Thursday 5 April 2012

It’s So Easy To Become A Criminal?


Disagree with RIAA? - A criminal!

The CEO of the Recording Industry Association of America has concluded that everyone who complained about the entertainment industry’s cunning plan to control the web is a criminal.
Cary Sherman has written in the New York Times that the campaign that was launched against the new copyright bills SOPA and PIPA was unfair. He insisted that Wikipedia and other opponents had fed Internet users with misinformation about what the bills really meant. Those have been claiming that SOPA and PIPA led to online filtering which would have put the United States on a par with such countries as China.

Cary Sherman pointed out that it wasn’t really the case. Perhaps, he means that online filtering in China was effected by the state, and the same would have been about these bills if they were enforced by the entertainment industry. Sherman emphasized that there was actually no difference between what was being touted in Stop Online Piracy Act and what happens when a US court, upon an accurate review of evidence, has ruled something to be unauthorized and when the authorities close down a shop fencing stolen products.

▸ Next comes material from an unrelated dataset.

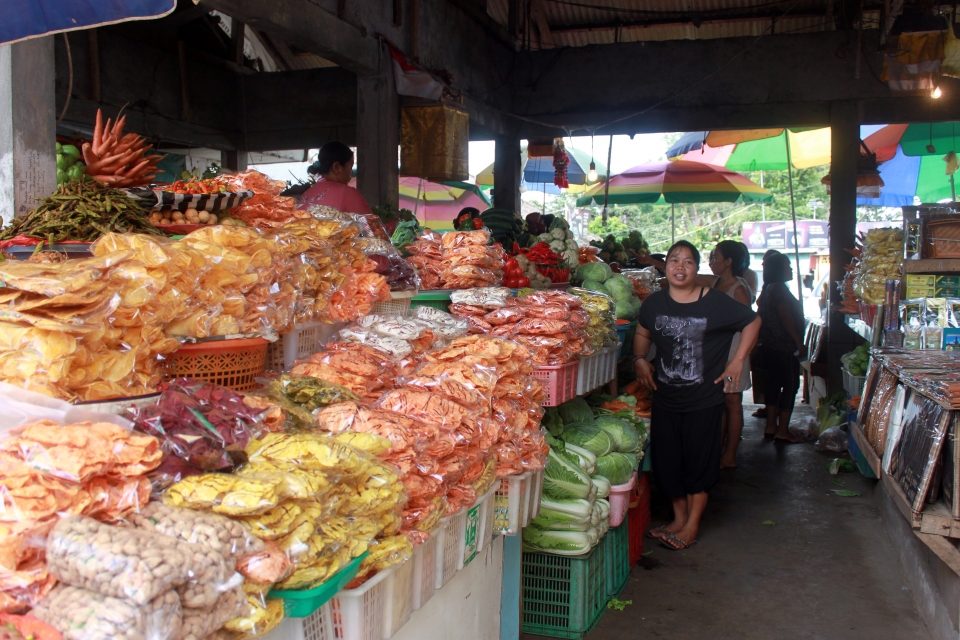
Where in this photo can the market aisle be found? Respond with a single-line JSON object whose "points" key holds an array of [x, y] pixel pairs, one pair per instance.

In response, industry observers point out that Sherman seems to be missing the fact that the bills in fact didn’t involve any evidence or courts at all. Indeed, the new legislation says that an individual could lose their online connections simply on the say so of the entertainment industry.

Cary Sherman claimed that although some of the opponents of both bills were undoubtedly worried about the way the legislation would be interpreted, most of them were people who believed that the creative content should be free. He wondered how many of the opposing e-mails were from the same users who had previously attacked the websites of the Department of Justice, the Motion Picture Association of America, the Recording Industry Association of America, and many other outfits supporting anti-piracy laws in revenge to the recent seizure of a cyberlocker giant MegaUpload within the frames of an international digital piracy operation.

Sherman believes and wants everyone else to believe that it was hackers like the worldwide-known group Anonymous who engage in real filtering by stifling the speech of people with whom they disagree.